部屋の扉を開けると視界には名無しさんに預けておいたウサギのぬいぐるみが映った。

いや、正確にはウサギのぬいぐるみを顔の高さまで持ち上げた名無しさんだが。


「何してるのかな?名無しさん」

「僕はピョン助だぴょん」

「……」


ウサギのつもりなのだろう。声色を変えてまでウサギを演じ続けた。

何が目的かは分からないが、とにかく気になったのは……


「どうして顔みせてくれないの?」

「……えっと、その……」


恐る恐る自分のポケットから何かを取り出し、ウサギに持たせると、ウサギごと僕に渡してきた。
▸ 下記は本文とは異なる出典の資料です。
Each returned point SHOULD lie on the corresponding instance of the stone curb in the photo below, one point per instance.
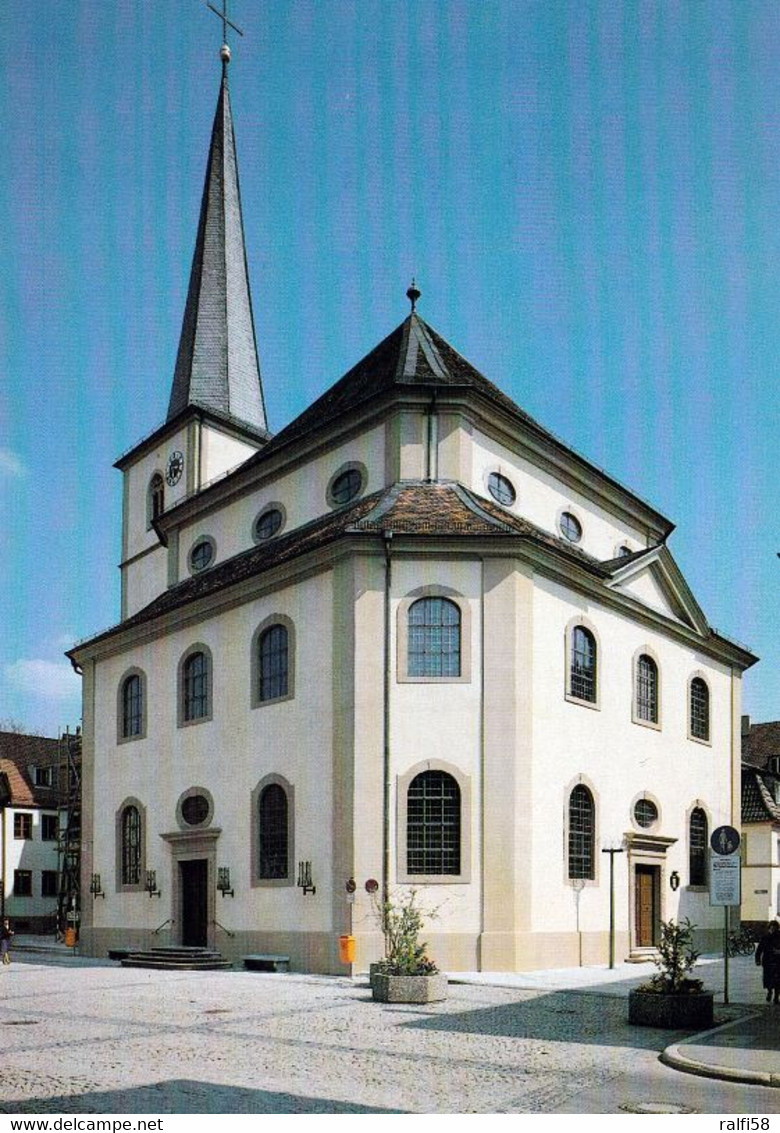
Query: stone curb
(672, 1056)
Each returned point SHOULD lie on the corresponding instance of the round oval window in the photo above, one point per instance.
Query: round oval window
(346, 486)
(570, 527)
(501, 488)
(645, 814)
(269, 524)
(201, 554)
(195, 809)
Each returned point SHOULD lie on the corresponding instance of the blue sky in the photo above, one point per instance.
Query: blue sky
(588, 194)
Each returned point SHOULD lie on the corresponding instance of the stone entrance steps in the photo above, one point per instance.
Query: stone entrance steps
(178, 959)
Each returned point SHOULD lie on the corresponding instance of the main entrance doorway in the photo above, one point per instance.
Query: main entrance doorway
(646, 905)
(194, 891)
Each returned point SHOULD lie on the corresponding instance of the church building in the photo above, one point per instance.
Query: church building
(412, 640)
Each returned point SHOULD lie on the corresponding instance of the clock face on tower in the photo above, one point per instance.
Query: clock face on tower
(175, 467)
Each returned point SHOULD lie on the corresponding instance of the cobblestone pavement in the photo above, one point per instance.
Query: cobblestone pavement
(103, 1039)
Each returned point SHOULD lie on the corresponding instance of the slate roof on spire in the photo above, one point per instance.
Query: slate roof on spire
(217, 366)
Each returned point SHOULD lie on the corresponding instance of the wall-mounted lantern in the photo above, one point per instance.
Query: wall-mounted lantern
(305, 877)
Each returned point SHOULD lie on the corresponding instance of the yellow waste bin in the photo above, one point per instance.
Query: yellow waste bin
(347, 950)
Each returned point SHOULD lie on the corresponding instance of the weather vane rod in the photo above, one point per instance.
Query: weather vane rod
(226, 23)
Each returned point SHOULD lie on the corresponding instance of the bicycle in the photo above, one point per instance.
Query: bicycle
(742, 943)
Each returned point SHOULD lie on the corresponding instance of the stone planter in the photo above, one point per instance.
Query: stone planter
(673, 1012)
(408, 988)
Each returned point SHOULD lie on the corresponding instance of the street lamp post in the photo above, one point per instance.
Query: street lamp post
(611, 851)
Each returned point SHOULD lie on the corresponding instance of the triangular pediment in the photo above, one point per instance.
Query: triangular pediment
(655, 580)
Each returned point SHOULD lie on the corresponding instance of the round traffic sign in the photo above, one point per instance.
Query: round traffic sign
(725, 840)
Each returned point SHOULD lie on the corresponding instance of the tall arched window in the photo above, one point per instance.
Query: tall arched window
(132, 707)
(130, 846)
(433, 825)
(583, 665)
(195, 687)
(434, 638)
(582, 834)
(697, 841)
(157, 497)
(273, 663)
(646, 689)
(700, 709)
(273, 833)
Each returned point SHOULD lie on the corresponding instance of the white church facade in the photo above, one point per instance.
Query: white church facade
(410, 638)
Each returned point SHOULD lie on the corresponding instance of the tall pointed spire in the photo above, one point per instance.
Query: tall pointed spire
(217, 366)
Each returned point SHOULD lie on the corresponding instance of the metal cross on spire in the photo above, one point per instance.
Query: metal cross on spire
(225, 53)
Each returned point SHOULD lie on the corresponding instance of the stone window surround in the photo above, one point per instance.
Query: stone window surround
(254, 661)
(272, 883)
(140, 886)
(697, 739)
(180, 721)
(656, 824)
(196, 543)
(568, 644)
(134, 671)
(347, 467)
(646, 650)
(403, 783)
(403, 636)
(586, 882)
(191, 792)
(697, 804)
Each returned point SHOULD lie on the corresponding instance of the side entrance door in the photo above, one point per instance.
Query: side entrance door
(646, 903)
(194, 877)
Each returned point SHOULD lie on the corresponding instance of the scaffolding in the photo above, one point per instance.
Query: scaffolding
(69, 831)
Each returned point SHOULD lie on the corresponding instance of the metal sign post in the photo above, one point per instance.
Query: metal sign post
(725, 887)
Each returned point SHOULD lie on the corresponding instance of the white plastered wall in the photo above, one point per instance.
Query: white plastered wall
(619, 760)
(228, 756)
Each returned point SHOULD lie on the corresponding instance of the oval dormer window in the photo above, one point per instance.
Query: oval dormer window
(202, 555)
(345, 486)
(501, 488)
(269, 524)
(570, 527)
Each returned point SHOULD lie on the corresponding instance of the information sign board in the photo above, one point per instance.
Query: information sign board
(725, 874)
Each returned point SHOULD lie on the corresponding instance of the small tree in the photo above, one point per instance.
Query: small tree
(401, 922)
(676, 959)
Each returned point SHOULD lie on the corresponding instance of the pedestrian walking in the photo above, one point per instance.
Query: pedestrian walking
(768, 956)
(6, 937)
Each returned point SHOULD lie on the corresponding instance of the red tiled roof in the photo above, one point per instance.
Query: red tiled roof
(18, 754)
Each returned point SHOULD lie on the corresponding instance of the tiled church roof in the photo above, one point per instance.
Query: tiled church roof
(408, 508)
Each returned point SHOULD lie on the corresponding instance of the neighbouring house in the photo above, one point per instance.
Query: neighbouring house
(410, 639)
(30, 831)
(761, 821)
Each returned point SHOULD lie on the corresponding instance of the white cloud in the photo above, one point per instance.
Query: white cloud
(10, 463)
(47, 680)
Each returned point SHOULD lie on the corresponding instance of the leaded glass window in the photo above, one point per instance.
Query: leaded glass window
(700, 709)
(433, 825)
(434, 638)
(132, 706)
(582, 834)
(195, 687)
(697, 840)
(274, 663)
(583, 673)
(646, 689)
(130, 845)
(273, 833)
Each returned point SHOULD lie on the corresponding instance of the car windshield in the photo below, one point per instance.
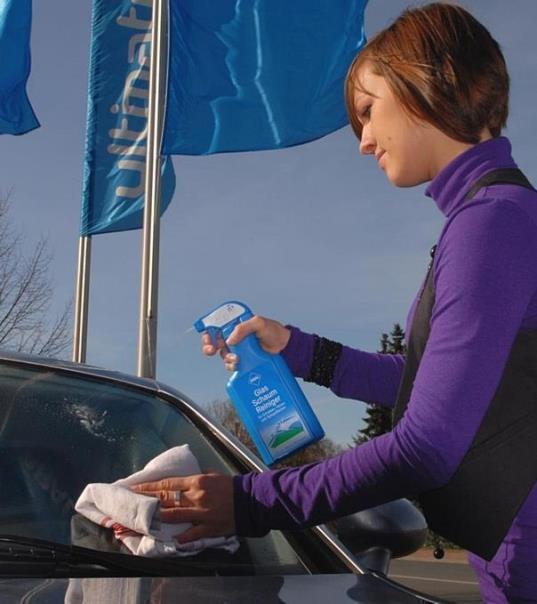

ウサギに持たせた包装紙にラッピングされた箱と名無しさんの顔を交互に眺めていると、ズイッと胸に押し付けられて逃げる様に部屋を出て行った。


「……開けていの?」


誕生日でもないんだからプレゼントを貰う日では無いはずだが……
ふと底冷えする様な寒さを感じて窓に目をやると雪が降っていた。


「ヘイゼルにでも教わったのかな?」


拙い字で書かれた一言だけの『Merry Christmas』のメッセージ付きのプレゼント。

中身はネクタイとネクタイピンだった。


「……ククッ……これは……」


これを男にプレゼントをする意味がわかっているならば、僕はどんなお返しをしようか。

可愛い服をプレゼントして着せ替え人形にした後脱がせるのも悪くない。

そう考えながら彼女の部屋に向うのだった。